It’s that time of year when students start heading back to school. Back to school time also means preparing for ensemble auditions and seat placements. Some auditions require a prepared piece of the performer’s choice while others provide the piece or excerpts a week in advance. It is the latter situation that causes players the most stress, causing common sense and good habits to go out the window in a frantic practice frenzy. These auditions can tax even the most poised players if they give into their fight-or-flight response.
First and foremost, stay calm! Make a timeline of steps for the audition. This is your battle plan. How many days do you have to hash out the technique? How many days to polish the performance? Seeing this information can help keep the practice focused. Working backwards is the best approach.
Second, be methodical. Identify problematic or challenging areas and focus on those first. Resist the panic-driven desire to plow through everything faster and faster. Mark the sections that will need the most attention but limit the sections to phrase-sized pieces (8-12 measures).
Third, work micro to macro. Find those challenging sections or phrases and break them into smaller pieces. Work through them one measure at a time, then two, then three. Treat these broken sections like puzzle pieces and slowly build them up by adding surrounding measures. This builds familiarity and context. Slow and steady with occasional and gradual increases in tempo.

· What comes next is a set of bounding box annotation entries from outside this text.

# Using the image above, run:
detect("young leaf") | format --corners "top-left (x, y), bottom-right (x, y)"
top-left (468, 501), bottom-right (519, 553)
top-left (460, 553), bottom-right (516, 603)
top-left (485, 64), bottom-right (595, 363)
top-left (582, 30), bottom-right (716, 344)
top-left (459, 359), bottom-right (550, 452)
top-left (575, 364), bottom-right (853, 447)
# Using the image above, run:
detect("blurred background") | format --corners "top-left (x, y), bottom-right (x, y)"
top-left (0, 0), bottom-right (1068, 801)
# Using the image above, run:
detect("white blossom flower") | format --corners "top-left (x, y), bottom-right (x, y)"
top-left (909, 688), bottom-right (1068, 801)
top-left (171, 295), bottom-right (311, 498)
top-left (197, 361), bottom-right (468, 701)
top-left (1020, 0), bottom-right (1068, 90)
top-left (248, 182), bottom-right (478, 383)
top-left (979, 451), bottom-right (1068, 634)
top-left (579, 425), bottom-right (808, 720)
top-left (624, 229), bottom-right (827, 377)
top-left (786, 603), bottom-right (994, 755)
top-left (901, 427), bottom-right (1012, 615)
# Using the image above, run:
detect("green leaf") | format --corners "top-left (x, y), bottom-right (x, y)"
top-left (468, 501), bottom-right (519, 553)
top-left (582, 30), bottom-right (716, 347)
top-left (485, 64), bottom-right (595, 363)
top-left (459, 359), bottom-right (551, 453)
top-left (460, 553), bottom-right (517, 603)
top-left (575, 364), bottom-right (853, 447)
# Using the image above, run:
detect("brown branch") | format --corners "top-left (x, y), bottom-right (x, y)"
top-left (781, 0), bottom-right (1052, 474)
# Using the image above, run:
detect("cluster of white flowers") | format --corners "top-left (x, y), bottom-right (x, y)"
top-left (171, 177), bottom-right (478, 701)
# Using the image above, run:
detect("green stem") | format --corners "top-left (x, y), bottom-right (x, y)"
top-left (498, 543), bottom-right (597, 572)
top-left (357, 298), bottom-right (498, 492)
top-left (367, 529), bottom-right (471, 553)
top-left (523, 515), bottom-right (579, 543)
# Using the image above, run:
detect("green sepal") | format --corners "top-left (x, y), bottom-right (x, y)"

Finally, don’t neglect your fundamentals. Warm up and work on tone, intonation, and technique as you would on a normal day.
Again, don’t give in to panic and neglect your normal routine. The fundamental work on intonation, tone, and technique will make your practice more efficient and actually benefit the audition preparation.
Here is an example of a seven-day timeline.
Day 1 – Play through and identify challenging areas, mark sections to focus on. Initial woodshedding. Micro to macro.
Day 2 – Micro day – Marked sections 2-4 measure pieces, work slowly with a metronome and tuner.
Day 3 – Micro day – 4-8 measures at a time from trouble sections, increase tempo 1-3 clicks at a time.
Day 4 – Micro to macro day – Put the sections in context, build the puzzle phrase by phrase.
Day 5 – Macro day – play through top to bottom for phrasing continuing to increase tempo 1-3 clicks at a time as necessary.
Day 6 – Play through focus on musicality and consistency. Have someone listen or record yourself!
Day 7 – AUDITION DAY – warm-up as usual, run through one time only!
- Make a timeline for audition prep
- Work methodically – slow and steady
- Work micro to macro
- Don’t forget about fundamentals
As a piccolo player, it is exceptionally important to maintain a normal routine and not cram at the last minute. I use the above method to prepare for every performance and audition. The timeline and methodology ensure that I am mentally prepared by giving me deadlines to aim for. Remembering to include daily routine work guarantees that my performance stamina is high and that I am physically ready.